The Japanese yen gained broadly on Monday while investors sold risk currencies such as the Australian dollar after Ukraine’s mobilization to counter possible Russian invasion heightened geopolitical risks.
The U.S. also threatened to isolate Russia economically in Moscow’s biggest confrontation with the West since the Cold War.
The euro fell as low as 139.36 to the safe-haven yen, from 140.56 late in New York on Friday.
Both the U.S. dollar and the Australian dollar dipped to one-month lows of 101.25 yen and 90.08 yen respectively, with the slide in Tokyo shares adding an extra boost to the Japanese currency.
The safe-haven Swiss franc was also in favor, rising to its highest in over a year against the euro. It rose as far as 1.2108 francs per euro before edging back to 1.2116.
Investors were wary of testing the Swiss National Bank’s commitment to defend its cap of 1.20 per euro on the franc.
Dealing risk appetite a further blow, a government survey on Saturday showed activity in China’s factory sector slowed to an 8-month low in February, reinforcing signs of a modest slowdown in the world’s second biggest economy.
Participants kept one eye on tension between the two former Soviet republics and the other on more fundamental factors with potential impact on currencies.

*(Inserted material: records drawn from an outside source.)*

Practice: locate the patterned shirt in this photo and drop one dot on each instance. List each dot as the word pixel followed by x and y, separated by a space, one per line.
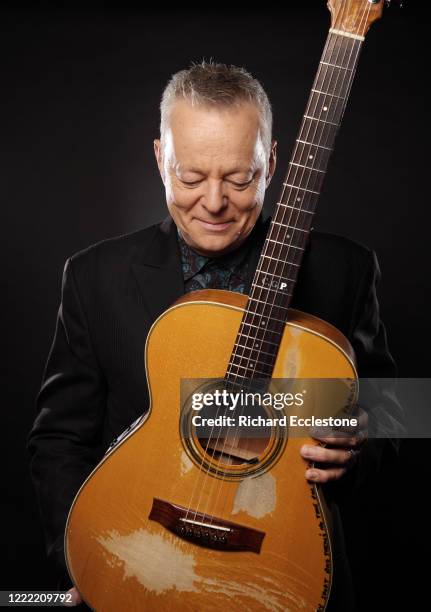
pixel 227 271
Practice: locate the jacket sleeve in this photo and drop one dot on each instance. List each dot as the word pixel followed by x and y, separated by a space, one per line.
pixel 377 371
pixel 64 441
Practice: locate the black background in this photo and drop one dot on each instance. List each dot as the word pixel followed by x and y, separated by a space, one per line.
pixel 79 111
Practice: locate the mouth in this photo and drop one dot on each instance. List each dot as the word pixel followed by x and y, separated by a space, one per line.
pixel 214 227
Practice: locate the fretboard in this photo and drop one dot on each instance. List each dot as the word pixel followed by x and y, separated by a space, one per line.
pixel 262 325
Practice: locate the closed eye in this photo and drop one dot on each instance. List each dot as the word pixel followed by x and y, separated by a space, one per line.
pixel 191 183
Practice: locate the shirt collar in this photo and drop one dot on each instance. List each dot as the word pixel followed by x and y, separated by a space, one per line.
pixel 193 262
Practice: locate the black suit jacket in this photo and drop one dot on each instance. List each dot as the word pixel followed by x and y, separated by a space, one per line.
pixel 94 383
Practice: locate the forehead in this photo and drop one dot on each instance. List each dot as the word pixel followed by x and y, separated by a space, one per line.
pixel 201 136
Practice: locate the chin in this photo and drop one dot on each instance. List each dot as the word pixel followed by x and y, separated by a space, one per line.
pixel 214 243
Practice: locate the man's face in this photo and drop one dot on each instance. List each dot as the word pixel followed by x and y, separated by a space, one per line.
pixel 215 173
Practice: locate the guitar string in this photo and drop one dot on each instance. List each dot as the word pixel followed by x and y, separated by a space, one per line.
pixel 337 46
pixel 324 77
pixel 325 53
pixel 329 38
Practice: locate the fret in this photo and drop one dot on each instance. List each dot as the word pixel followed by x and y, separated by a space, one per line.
pixel 312 144
pixel 335 66
pixel 310 212
pixel 275 284
pixel 310 154
pixel 253 299
pixel 288 245
pixel 282 279
pixel 268 309
pixel 243 336
pixel 269 289
pixel 279 260
pixel 334 81
pixel 299 229
pixel 321 120
pixel 301 188
pixel 306 167
pixel 233 365
pixel 253 349
pixel 253 360
pixel 326 93
pixel 347 34
pixel 321 132
pixel 282 254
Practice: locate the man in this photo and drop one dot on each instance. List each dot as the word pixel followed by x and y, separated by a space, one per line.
pixel 216 158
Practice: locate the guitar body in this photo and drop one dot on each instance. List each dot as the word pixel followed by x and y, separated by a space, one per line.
pixel 120 559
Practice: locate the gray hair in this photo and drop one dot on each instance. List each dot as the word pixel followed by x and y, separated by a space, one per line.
pixel 217 85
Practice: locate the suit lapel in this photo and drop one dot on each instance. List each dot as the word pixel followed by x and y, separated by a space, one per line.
pixel 158 271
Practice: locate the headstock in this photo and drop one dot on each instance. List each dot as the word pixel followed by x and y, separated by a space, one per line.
pixel 354 17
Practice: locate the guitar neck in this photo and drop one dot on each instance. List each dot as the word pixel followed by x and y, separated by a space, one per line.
pixel 292 220
pixel 276 274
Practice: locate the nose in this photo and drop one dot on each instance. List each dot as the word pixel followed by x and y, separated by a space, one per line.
pixel 215 200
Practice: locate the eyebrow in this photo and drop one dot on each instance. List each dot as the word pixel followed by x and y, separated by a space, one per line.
pixel 235 171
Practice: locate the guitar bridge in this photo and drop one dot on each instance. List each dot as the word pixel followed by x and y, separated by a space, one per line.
pixel 205 530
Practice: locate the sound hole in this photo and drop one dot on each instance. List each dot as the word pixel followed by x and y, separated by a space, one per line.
pixel 233 443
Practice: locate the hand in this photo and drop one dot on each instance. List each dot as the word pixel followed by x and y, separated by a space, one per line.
pixel 341 452
pixel 76 597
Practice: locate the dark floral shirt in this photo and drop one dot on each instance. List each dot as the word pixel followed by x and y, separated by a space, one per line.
pixel 228 271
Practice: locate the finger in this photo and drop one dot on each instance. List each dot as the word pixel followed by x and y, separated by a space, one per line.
pixel 326 455
pixel 322 476
pixel 347 441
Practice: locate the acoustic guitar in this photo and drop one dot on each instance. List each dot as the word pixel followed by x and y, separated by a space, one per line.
pixel 170 520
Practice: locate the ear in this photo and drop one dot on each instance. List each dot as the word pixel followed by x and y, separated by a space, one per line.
pixel 272 162
pixel 159 157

“Geopolitical risks will keep the dollar under pressure for now, but we do have the U.S. employment data on Friday and focus is likely to shift back to fundamentals towards the end of the week,” said Shin Kadota, chief Japan FX strategist at Barclays.
A run of data, including the ISM manufacturing report on Monday, the ISM non-manufacturing report on Wednesday and factory orders on Thursday will give investors an opportunity to gauge the U.S. economy’s health and its potential implications for the Federal Reserve’s plan to unwind its stimulus program.
The euro last traded at $1.3778 some 0.2 percent lower compared with late New York levels.
The euro hovered within distance of a two-month peak above $1.3820 touched on Friday after data showed inflation was steady in the euro zone and cooled expectations the European Central Bank might ease monetary policy later this week.
“The Ukrainian situation is not resulting in strong selling of the euro so far, but the single currency may still come under negative pressure from expectations surrounding ECB monetary policy,” said Kadota at Barclays.
Analysts at JPMorgan described two scenarios that could unfold from the Ukraine crisis: a possible repeat of the January 2009 interruption of natural gas supplies from Russia to Europe via Ukraine, and the less-likely possibility of military conflict next door to the EU.
They said markets discounting the risk of a gas supply disruption would mark down euro against the U.S. dollar. Europe imports around 25 percent of its gas from Russia, although there are huge variations across countries, JPMorgan said.
“But unless that interruption is sustained for many weeks, Ukraine does not look like a trend driver of government bonds, swap spreads or the currency,” they said.
However, should the extraordinary event of military conflict occur, they warned the euro could drop 3 to 5 U.S. cents.